Publication Type : Conference Paper
Publisher : IEEE
Source : 2019 2nd International Conference on Intelligent Computing, Instrumentation and Control Technologies (ICICICT)
Url : https://ieeexplore.ieee.org/document/8993145
Campus : Coimbatore
School : School of Engineering
Center : Computational Engineering and Networking
Department : Electronics and Communication
Year : 2019
Abstract : The placenta is a complicated organ that plays several roles during fetal evolution.
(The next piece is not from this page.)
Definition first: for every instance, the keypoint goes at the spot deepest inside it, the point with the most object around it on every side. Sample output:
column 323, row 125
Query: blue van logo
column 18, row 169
There was a little awareness regarding the connection of anatomical placental disorders with fetal biology. In this particular work, we introduce an open source mathematically traceable deep learning pipeline to examine cell-level placenta histology using neural convolution networks. Also, we have a tendency to learn deep embedded encoding makeup information that's capable of each stratifying 5 distinct cell populations and learn interclass makeup variance. We anticipate that the automation of such a pipeline to population-scale placenta histology research does have the potential to benefit our understanding of the basic cellular placental biology, substantially its role in forecasting adverse birth results. The objective of the present work is to classify the cell populations into 5 classes using the convolution neural network.
Cite this Research Publication : E. Rohith, Sowmya, V., and Dr. Soman K. P., “Convolutional Neural Networks for Placenta Cell Classification”, in 2019 2nd International Conference on Intelligent Computing, Instrumentation and Control Technologies (ICICICT), Kannur, India, 2019.